Designed as a training course for teachers and parents, it will probably sell very well to people who like this sort of thing. Having looked at it I'm not sure that I do.
The whole pack includes a video, audio cassette, instruction manual on how to use the pack and a workbook. What concerned me most about it was that there was apparently only one way of teaching it. As far as I could tell, the idea is that you play the video over and over again until you have learned it off by heart, then you play the cassette until you have mastered the actions as well. Once the instructors have been thoroughly drilled they can drill their charges.
The tape can be used directly with pupils but the handwriting section seems too fast to be of much practical use to beginners. It demonstrates the alphabet being written in upper and lower case letters. It also pronounces them all including many of the variants of sound individual letters can make. Inexplicably they have also included the days of the week, the months of the year, the seasons and the numbers 1-31. Presumably the idea is that all using the pack need to be able to write the date.
The work book has all of the above and includes the consonant and vowel sound boxes that are featured in the video.
This is, however, where the whole system becomes vastly complicated. What the tape demonstrates is the endless variety in pronouncing the same letter, particularly the vowels. Even the examples are confusing "are" appears on screen after "ar" as in arm but is pronounced "air" as in share.

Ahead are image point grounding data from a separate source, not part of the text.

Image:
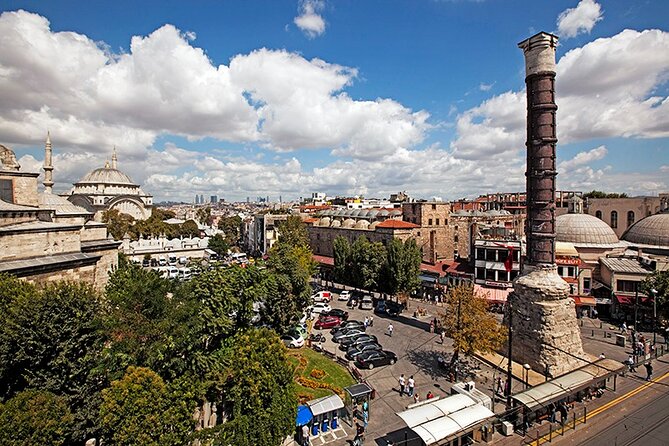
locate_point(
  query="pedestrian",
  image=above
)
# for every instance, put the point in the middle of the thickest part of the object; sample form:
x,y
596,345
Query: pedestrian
x,y
649,371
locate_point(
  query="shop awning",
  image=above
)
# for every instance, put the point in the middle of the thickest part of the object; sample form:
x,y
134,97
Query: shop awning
x,y
440,408
325,404
586,301
436,430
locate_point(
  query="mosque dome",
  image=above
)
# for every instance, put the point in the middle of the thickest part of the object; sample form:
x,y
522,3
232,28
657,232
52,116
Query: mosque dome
x,y
584,229
652,230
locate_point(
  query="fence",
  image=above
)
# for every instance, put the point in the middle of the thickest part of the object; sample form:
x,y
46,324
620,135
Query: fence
x,y
548,432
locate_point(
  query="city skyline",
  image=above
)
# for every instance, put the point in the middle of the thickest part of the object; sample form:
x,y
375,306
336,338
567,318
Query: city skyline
x,y
349,98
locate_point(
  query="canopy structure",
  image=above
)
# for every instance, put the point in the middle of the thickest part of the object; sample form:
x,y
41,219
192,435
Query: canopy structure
x,y
440,408
570,383
325,405
438,429
304,415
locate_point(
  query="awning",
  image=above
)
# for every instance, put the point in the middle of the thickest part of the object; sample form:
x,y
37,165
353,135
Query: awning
x,y
325,404
570,383
584,301
498,295
440,408
436,430
304,415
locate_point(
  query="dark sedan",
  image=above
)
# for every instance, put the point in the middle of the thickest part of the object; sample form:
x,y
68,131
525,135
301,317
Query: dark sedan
x,y
347,334
341,314
371,359
354,351
350,341
327,322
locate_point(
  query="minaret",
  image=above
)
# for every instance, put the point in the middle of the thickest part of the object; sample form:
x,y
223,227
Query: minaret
x,y
542,314
48,165
114,159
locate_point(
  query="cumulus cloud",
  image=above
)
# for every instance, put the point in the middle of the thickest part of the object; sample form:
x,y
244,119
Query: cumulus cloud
x,y
581,19
65,82
310,21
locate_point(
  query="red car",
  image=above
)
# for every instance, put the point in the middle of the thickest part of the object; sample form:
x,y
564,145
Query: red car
x,y
327,322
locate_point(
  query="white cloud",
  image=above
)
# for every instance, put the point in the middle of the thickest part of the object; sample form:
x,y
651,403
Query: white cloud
x,y
582,18
582,158
310,21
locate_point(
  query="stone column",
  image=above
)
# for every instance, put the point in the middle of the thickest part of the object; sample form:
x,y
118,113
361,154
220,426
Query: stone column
x,y
545,330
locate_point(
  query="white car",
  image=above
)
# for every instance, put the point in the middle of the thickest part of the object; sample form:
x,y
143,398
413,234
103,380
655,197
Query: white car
x,y
320,307
293,341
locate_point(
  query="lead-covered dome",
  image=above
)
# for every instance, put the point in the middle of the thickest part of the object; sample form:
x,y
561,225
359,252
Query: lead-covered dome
x,y
652,230
584,229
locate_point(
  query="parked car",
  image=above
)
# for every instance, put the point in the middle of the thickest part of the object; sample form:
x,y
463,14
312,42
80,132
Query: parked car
x,y
371,359
341,314
322,296
320,307
345,325
355,350
366,303
327,322
348,342
348,334
293,340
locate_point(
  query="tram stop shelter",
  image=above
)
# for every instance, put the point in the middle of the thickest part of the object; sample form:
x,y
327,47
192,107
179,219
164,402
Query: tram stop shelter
x,y
454,420
357,396
572,386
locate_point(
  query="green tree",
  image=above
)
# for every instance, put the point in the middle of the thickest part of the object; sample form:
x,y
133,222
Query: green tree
x,y
658,281
117,223
189,229
293,232
218,244
467,321
342,259
140,409
232,227
256,384
51,339
36,418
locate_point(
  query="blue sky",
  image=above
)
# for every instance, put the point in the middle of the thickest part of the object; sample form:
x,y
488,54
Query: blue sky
x,y
256,98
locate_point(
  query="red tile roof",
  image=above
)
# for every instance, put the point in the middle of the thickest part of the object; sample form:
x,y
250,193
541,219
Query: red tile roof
x,y
397,224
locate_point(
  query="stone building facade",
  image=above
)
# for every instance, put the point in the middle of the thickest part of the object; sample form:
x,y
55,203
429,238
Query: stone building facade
x,y
621,213
44,238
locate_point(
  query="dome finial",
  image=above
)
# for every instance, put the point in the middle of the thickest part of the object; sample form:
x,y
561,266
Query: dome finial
x,y
114,159
48,166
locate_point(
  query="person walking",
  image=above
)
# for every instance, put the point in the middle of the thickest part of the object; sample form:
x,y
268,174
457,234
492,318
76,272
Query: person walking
x,y
649,371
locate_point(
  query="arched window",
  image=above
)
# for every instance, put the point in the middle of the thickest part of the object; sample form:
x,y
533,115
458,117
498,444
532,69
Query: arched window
x,y
630,218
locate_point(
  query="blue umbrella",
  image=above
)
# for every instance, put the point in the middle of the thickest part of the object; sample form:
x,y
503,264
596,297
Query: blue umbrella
x,y
303,415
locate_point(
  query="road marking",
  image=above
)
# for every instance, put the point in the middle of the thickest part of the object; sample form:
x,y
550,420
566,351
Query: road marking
x,y
607,406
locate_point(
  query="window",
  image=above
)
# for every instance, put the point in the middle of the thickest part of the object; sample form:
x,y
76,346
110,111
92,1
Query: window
x,y
630,218
614,219
7,191
626,286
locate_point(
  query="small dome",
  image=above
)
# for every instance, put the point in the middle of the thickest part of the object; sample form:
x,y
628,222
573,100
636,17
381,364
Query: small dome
x,y
584,229
106,175
652,230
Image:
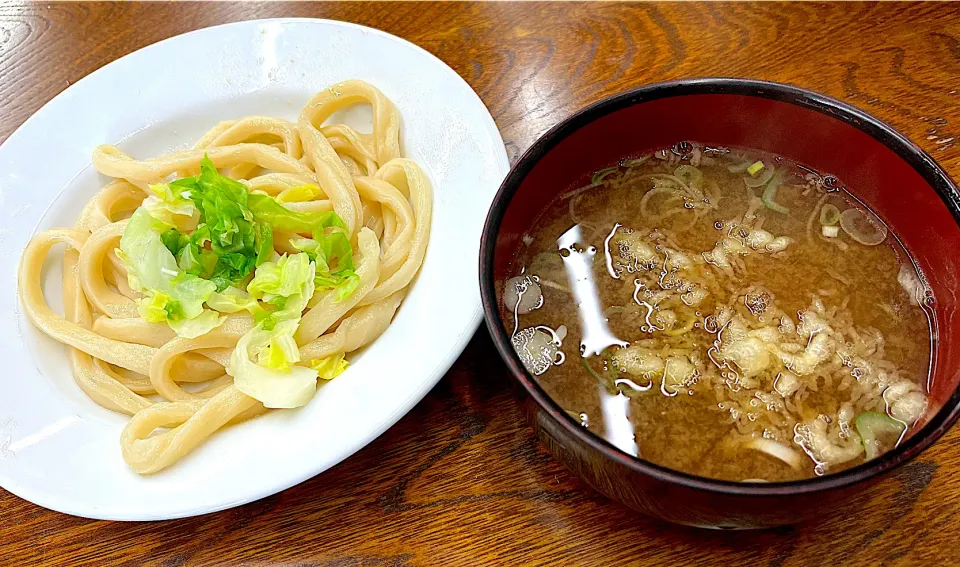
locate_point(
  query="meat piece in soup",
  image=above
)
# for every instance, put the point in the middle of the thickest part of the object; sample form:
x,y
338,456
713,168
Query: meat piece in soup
x,y
739,316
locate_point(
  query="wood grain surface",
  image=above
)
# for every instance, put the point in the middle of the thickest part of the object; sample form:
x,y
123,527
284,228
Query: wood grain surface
x,y
459,481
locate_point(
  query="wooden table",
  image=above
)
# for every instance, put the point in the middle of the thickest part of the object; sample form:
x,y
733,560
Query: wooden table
x,y
460,481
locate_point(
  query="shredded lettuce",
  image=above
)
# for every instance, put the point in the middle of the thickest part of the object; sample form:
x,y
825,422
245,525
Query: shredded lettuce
x,y
275,388
268,210
287,286
283,278
330,367
299,194
170,206
333,256
153,307
152,269
206,240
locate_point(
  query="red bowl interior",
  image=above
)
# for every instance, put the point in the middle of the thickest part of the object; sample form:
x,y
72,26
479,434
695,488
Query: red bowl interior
x,y
891,175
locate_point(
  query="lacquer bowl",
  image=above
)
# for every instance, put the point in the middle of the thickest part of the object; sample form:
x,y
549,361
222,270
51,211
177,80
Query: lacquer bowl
x,y
893,176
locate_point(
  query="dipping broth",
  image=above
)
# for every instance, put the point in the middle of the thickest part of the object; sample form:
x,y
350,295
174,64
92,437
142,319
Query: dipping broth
x,y
725,313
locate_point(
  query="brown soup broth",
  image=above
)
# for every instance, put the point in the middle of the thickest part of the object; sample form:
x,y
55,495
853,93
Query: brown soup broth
x,y
726,331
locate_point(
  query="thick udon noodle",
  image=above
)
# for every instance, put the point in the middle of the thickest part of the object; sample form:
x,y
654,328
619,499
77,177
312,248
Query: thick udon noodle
x,y
123,362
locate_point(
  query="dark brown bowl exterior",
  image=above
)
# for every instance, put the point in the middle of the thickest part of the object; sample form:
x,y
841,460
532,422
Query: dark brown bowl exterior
x,y
890,174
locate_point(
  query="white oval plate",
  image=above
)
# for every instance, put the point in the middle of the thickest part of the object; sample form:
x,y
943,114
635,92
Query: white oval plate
x,y
60,450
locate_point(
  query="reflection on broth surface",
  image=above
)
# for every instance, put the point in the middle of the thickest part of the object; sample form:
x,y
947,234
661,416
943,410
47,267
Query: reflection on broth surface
x,y
737,316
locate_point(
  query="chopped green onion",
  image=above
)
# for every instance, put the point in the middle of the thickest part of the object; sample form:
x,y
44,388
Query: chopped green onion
x,y
769,197
879,432
829,215
636,162
603,173
755,168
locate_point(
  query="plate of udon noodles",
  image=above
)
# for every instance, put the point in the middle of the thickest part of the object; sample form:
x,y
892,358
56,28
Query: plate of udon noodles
x,y
234,258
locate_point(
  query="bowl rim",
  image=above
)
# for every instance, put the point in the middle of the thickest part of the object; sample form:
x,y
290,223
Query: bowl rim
x,y
916,157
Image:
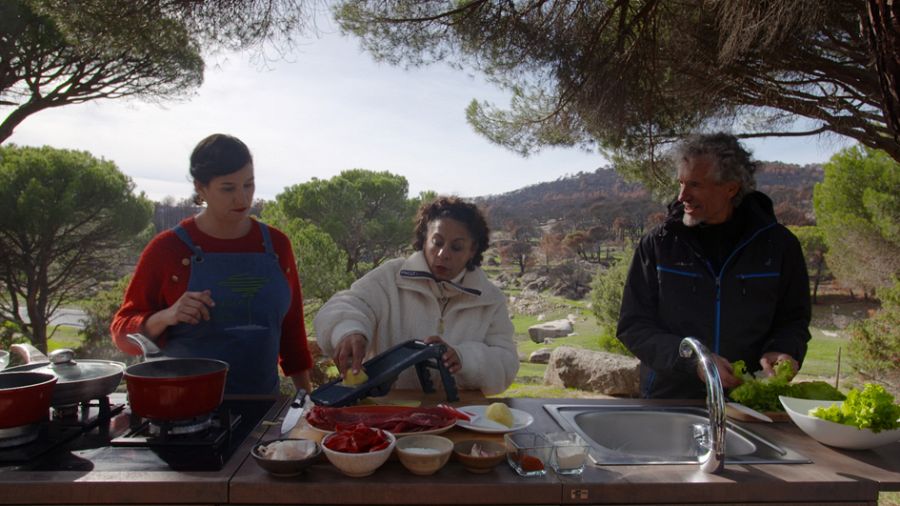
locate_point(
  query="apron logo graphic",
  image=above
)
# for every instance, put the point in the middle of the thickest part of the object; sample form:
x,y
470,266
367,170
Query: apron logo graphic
x,y
246,287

Regional variations are also ignored on the tape, the "a" in bath is given a south eastern reading. They are picked up in the booklet but the section goes on to say "As a matter of interest we all pronounce inconsistently anyway". I am left wondering whether to say, "Says who?" or "So what's the point of the sequence?" To be fair, the pack does suggest making word families and looking at rhyming dictionaries which would be equally valuable and certainly more fun. It does recommend that children should find these words and families in their readers and it does say that children should be read to and talk about books. Likewise, I would never want to diminish the role of phonics in learning to read, though I think it arises more naturally and can be used more effectively when learning to write.
What worries me about the pack is the unremittingly atomistic, decontexualised view of reading which is found particularly in the sense of drill. Pupils are expected to chant the sounds by rote until the teacher is sure they are not simply memorising them. I cannot see how this can do anything other than give children the sense that reading is a long list of rules with a host of inexplicable variations. Where is the pleasure in that?